In The Magazine
Christine De La Rosa Is on a Mission
Her Oakland-based investment fund exclusively benefits women and BIPOC cannapreneurs.
Compared to many other marijuana entrepreneurs, Christine De La Rosa was a huge underdog in an industry that already faces plenty of legal and regulatory hurdles. Her chances of succeeding in cannabis were slim, to put it mildly. Trying to launch a business without insider access to banking, insurance or tax breaks is a challenge. Trying to do it as a Mexican-American woman—a minority in both ethnicity and gender—makes it significantly more difficult.
“Only 1.6 percent of funding in the venture capital world is available to people like me,” De La Rosa says. “You’re at a disadvantage from the very beginning.”
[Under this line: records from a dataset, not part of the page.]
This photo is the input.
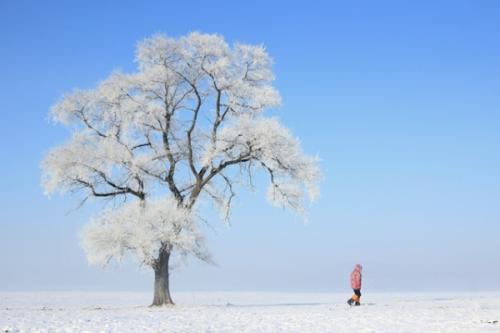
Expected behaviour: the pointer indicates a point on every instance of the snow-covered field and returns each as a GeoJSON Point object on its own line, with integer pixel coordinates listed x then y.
{"type": "Point", "coordinates": [249, 312]}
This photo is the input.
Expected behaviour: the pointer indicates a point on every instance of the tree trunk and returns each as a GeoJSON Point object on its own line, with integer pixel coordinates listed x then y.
{"type": "Point", "coordinates": [162, 291]}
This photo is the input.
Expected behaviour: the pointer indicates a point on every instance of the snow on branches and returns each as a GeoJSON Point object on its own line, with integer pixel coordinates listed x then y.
{"type": "Point", "coordinates": [142, 228]}
{"type": "Point", "coordinates": [176, 129]}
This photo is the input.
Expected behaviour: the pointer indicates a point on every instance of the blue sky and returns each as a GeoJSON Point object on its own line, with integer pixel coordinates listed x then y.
{"type": "Point", "coordinates": [400, 100]}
The Oakland, CA-based former owner of restaurants, retail shops and an art gallery, De La Rosa says she’s made it her mission to help people from underrepresented groups access the funding they need to get started in adult-use cannabis.
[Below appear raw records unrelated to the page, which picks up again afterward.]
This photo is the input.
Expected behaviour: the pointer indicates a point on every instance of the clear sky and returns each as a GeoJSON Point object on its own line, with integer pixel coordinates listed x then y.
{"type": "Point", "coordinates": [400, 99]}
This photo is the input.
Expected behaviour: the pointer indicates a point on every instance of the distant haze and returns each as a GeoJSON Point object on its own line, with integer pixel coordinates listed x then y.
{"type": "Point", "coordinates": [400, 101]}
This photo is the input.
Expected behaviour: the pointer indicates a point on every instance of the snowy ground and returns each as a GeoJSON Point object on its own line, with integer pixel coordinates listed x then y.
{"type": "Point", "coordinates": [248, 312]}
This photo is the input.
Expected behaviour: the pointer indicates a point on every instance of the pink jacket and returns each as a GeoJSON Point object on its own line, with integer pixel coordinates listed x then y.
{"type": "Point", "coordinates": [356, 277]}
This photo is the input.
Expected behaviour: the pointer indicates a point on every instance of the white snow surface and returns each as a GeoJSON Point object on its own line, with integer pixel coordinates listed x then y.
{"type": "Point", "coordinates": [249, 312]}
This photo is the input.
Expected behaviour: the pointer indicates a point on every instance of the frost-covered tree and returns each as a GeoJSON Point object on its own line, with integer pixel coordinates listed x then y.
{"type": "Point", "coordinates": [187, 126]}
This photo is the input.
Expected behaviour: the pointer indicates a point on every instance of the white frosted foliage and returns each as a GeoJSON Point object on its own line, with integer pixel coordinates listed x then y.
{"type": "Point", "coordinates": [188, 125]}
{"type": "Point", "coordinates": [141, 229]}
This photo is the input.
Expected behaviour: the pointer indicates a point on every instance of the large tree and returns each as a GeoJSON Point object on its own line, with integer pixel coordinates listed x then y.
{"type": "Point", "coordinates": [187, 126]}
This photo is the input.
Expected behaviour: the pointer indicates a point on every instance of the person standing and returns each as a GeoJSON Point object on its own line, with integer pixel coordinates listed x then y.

In 2021, De La Rosa launched The People’s Group, a $50 million fund and accelerator that aims to support 10 to 20 cannabis companies led by women who are Black, Indigenous or people of color (BIPOC) during the next five years. The People’s Group funded its first company, to the tune of $250,000, fellow Bay Area-based Spectrum CannaLabs, a marijuana testing facility in late 2021.
De La Rosa was motivated by her own struggles as a BIPOC entrepreneur trying to find willing investors to raise capital for her dispensary business. But because federal restrictions mostly lock cannabis companies out of banking and investment opportunities, even raising money for The People’s Group Fund presented its own unique challenges.
After giving up on traditional capital sources, De La Rosa instead found private financiers who shared her vision for impact investing. The result? A one-of-a-kind investment fund that aims to help narrow the equity gap in cannabis.
De La Rosa said that as long as she’s in charge of the People’s Group Fund, she’ll help create generational wealth for BIPOC and women cannapreneurs—underdogs just like her.